3. Number of Experts Used to Establish Ground Truth for the Test Set and Qualifications of those Experts
For the "Usability and Radiopacity Validation" test, it states "Physicians evaluated various performance characteristics...in a human cadaver."
- Number of experts: Not specified (plural "Physicians" implies more than one).
- Qualifications of experts: "Physicians" (likely interventional neuroradiologists or neurosurgeons given the device's indications) are mentioned, but specific qualifications (e.g., years of experience, subspecialty) are not provided.
- This specific test involved evaluation in a "human cadaver," which serves as a realistic test environment.
For all other functional tests, the "ground truth" (acceptance criteria) was established by engineering specifications, relevant ISO standards, and comparisons to the predicate device, not by expert consensus on a test set in the traditional sense of a clinical or image-based study.
4. Adjudication Method for the Test Set
For the "Usability and Radiopacity Validation" involving physicians, an adjudication method is not specified. For the other non-clinical functional tests, adjudication is not applicable as the results are quantitative measures against pre-defined engineering or standard-based acceptance criteria.
5. If a Multi-Reader Multi-Case (MRMC) Comparative Effectiveness Study was done
No, a Multi-Reader Multi-Case (MRMC) comparative effectiveness study was not done. The document explicitly states: "Therefore, no clinical study was conducted." The device being reviewed is a physical medical device (catheter), not an AI or software device that would typically undergo MRMC studies to evaluate human-in-the-loop performance with AI assistance.

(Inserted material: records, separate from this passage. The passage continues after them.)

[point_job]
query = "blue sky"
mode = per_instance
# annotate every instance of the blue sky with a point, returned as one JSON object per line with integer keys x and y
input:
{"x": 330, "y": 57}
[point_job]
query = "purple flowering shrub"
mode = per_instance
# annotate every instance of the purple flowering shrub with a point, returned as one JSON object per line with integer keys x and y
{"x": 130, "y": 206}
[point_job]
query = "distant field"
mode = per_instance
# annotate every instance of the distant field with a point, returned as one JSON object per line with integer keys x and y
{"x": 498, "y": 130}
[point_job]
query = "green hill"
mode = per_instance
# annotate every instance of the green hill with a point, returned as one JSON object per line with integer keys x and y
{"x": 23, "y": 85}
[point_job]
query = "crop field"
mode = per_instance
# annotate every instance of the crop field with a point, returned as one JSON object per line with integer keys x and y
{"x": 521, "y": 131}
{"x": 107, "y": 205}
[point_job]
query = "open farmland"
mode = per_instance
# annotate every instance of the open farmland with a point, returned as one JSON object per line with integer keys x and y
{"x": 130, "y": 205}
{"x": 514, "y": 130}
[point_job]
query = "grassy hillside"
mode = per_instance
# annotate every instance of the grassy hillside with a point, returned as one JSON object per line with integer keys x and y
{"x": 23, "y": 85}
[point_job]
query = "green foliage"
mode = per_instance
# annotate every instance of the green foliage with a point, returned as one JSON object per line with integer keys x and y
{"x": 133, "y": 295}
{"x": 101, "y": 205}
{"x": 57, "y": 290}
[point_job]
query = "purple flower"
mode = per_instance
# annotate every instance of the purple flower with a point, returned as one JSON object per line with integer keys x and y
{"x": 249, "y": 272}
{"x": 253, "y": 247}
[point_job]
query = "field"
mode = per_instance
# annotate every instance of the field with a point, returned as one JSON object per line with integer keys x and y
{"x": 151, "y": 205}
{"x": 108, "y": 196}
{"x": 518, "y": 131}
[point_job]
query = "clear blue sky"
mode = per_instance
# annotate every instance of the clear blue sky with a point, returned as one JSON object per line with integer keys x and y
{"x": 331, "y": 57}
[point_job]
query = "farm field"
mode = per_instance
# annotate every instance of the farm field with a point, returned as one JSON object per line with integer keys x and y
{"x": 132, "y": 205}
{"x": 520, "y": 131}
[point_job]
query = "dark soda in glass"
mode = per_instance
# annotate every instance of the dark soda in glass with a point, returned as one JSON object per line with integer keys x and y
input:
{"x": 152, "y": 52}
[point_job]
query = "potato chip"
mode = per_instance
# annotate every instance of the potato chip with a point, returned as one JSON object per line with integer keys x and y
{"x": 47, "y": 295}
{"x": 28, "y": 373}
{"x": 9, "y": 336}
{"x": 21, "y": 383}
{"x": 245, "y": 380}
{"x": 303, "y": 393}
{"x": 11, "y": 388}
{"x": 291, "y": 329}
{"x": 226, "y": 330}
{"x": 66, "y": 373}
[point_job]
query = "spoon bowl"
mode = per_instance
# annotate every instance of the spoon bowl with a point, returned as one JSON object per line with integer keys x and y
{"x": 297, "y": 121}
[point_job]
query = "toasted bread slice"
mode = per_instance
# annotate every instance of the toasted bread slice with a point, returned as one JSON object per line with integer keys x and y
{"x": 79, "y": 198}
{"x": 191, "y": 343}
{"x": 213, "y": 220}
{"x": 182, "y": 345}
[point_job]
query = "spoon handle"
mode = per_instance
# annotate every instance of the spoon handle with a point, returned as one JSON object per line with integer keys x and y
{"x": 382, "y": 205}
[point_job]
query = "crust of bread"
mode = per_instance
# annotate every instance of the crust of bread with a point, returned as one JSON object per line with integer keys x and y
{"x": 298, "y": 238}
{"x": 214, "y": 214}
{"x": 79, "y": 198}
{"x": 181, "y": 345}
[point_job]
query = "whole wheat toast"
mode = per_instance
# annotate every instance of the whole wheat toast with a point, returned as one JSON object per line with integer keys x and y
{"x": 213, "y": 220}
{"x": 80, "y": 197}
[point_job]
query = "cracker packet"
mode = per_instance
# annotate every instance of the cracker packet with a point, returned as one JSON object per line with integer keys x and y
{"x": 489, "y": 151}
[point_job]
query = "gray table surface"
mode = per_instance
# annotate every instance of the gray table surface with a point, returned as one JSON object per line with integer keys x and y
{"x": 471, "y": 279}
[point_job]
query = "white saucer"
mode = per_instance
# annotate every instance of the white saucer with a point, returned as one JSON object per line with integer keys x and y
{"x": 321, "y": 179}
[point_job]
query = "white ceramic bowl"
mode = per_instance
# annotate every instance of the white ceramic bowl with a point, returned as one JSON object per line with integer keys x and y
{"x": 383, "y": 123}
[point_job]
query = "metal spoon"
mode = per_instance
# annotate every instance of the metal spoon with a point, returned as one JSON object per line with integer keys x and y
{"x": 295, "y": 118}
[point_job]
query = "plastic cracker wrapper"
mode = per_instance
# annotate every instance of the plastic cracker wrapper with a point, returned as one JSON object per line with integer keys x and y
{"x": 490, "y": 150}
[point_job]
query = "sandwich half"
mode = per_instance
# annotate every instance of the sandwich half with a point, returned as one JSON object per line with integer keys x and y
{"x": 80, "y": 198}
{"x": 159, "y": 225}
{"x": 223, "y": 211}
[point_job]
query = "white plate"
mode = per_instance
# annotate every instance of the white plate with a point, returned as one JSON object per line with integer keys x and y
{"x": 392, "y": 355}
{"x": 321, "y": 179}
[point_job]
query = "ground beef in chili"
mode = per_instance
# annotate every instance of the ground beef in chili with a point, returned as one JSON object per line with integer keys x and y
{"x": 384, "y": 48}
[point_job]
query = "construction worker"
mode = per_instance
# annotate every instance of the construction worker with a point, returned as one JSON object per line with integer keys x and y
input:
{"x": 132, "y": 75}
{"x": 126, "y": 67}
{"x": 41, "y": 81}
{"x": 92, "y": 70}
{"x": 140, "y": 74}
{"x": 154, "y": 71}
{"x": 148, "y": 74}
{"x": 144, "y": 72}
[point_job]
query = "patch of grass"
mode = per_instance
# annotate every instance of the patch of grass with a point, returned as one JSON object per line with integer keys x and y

6. If a Standalone (i.e., algorithm only without human-in-the-loop performance) was done
No, a standalone study was not done. This device is a physical catheter, not an algorithm or software. Therefore, the concept of "algorithm only without human-in-the-loop performance" does not apply.
7. The Type of Ground Truth Used
The ground truth for the device's performance is established through:
- Engineering specifications and design requirements: For dimensional, mechanical, and functional aspects.
- International Standards (ISO): Such as ISO 10555-1:2014 for catheters and ISO 80369-7 for luer connectors, which define test methods and performance requirements.
- Comparison to a legally marketed predicate device: Many tests established performance relative to the "Modified HD Guide Catheter (K133177)" or "Socrates Aspiration System (K223913)."
- Expert Observational Consensus: For the "Usability and Radiopacity Validation" test, physicians' evaluations (though specific methodology is not detailed).
- Leveraged Data: Much of the data was leveraged from the previous K223913 submission, indicating that the design, components, and manufacturing processes are sufficiently similar to pre-validate certain aspects.
8. The Sample Size for the Training Set
This question is not applicable. The Socrates™ 38 Catheter is a physical medical device. There is no "training set" in the context of machine learning or AI algorithms, as no algorithm is being developed or trained.
9. How the Ground Truth for the Training Set Was Established
This question is not applicable for the same reason as above. There is no training set for this physical medical device.
§ 870.1250 Percutaneous catheter.
(a)
Identification. A percutaneous catheter is a device that is introduced into a vein or artery through the skin using a dilator and a sheath (introducer) or guide wire.(b)
Classification. Class II (performance standards).